Background of the Invention
Various enzymatic antimicrobial compositions are already known in the art. For example, WO 94/04127 discloses stabilized dentifrice compositions which are capable of producing effective anti-microbial concentrations of hypothiocyanite ions. The compositions contain an oxidoreductase capable of producing hydrogen peroxide Ref.032548 and a peroxidase enzyme capable of oxidizing thiocyanate ions, which are normally present in saliva, to antimicrobial hypothiocyanite ions. Suitable peroxidases include lactoperoxidase, myeloperoxidase, peroxidase and chloroperoxidase of saliva.
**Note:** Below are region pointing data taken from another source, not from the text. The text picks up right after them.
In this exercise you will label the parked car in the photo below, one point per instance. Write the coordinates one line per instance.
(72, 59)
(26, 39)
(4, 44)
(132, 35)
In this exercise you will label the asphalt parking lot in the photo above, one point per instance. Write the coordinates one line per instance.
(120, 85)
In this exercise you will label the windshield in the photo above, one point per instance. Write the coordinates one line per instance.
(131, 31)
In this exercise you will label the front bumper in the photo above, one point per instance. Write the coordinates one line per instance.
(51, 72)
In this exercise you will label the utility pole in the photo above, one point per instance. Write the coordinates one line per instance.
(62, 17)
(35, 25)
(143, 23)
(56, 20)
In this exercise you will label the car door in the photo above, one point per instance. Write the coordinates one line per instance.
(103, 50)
EP-A-0 500 387 discloses enzymatic antimicrobial compositions comprising a haloperoxidase, for example, myeloperoxidase, eosinophil oxidase, lactoperoxidase and chloroperoxidase, which bind electively to, and inhibit the growth of target or target microorganisms. in the presence of peroxide and halide. WO 95/27046 describes an antimicrobial composition comprising a vanadium chloroperoxidase, halide ions, and hydrogen peroxide or a hydrogen peroxide generating agent. WO 96/38548 describes an antimicrobial composition comprising a haloperoxidase, a halide ion, a peroxide generating agent and an amino acid type. The object of the present invention is to provide a composition for killing or inhibiting microbial cells, i.e., for disinfection or preservation, which is easy to use and an effective alternative for compositions and methods of disinfection and preservation.
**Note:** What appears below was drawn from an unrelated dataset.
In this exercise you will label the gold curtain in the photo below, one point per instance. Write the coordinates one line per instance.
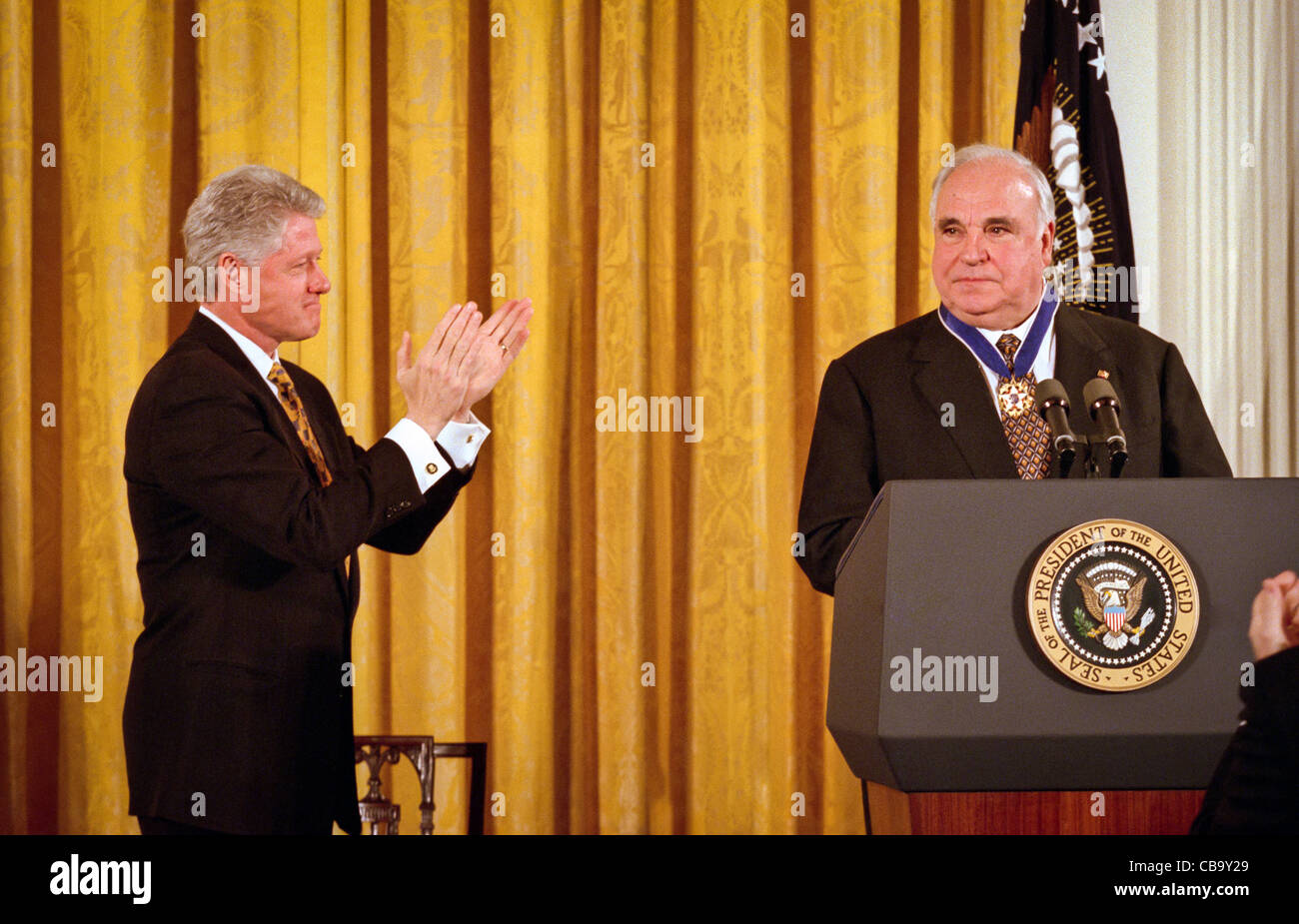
(705, 199)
Brief Description of the Invention
Surprisingly, it has been found that the combined action of a haloperoxidase, a source of hydrogen peroxide, a source of halide and a source of ammonium, leads to a synergistic antimicrobial effect hitherto unknown. Accordingly, based on these findings, the present invention provides, in a first aspect, an enzymatic antimicrobial composition comprising a haloperoxidase, a source of hydrogen peroxide, a halide source and an ammonium source wherein the composition leads to an antimicrobial effect hitherto unknown. The composition of the invention is useful as the antimicrobial ingredient wherever such an ingredient is necessary, for example, for the preservation of foods, beverages, cosmetics, deodorants, contact lens products, food ingredients or enzyme compositions; as a disinfectant for use, for example, on the skin of a human or animal, the hair, the oral cavity, the mucous membranes, the wounds, the hit parts or in the eye; to kill microbial cells in clothes to wash; and for incorporation into cleaning compositions or disinfectants for cleaning a hard surface, for water treatment, or for disinfection. Accordingly, in the further aspects, the present invention provides a method of inhibiting the microorganisms present in laundry, wherein the laundry is treated with a soaking, washing or rinsing liquor comprising this composition; a method of inhibiting microbial growth on a hard surface, wherein the surface is contacted with this composition; a method of inhibition of microbial cells present in industrial water lines; and a method of killing the microbial cells present on the skin of a human or animal, the mucous membranes, the teeth, the wounds, the hit parts or in the eyes or for the inhibition of the growth thereof, where the cells that are going to be exterminated or inhibited on the skin, the mucous membrane, the teeth, the wounds or the hit parts are / are in contact with this composition.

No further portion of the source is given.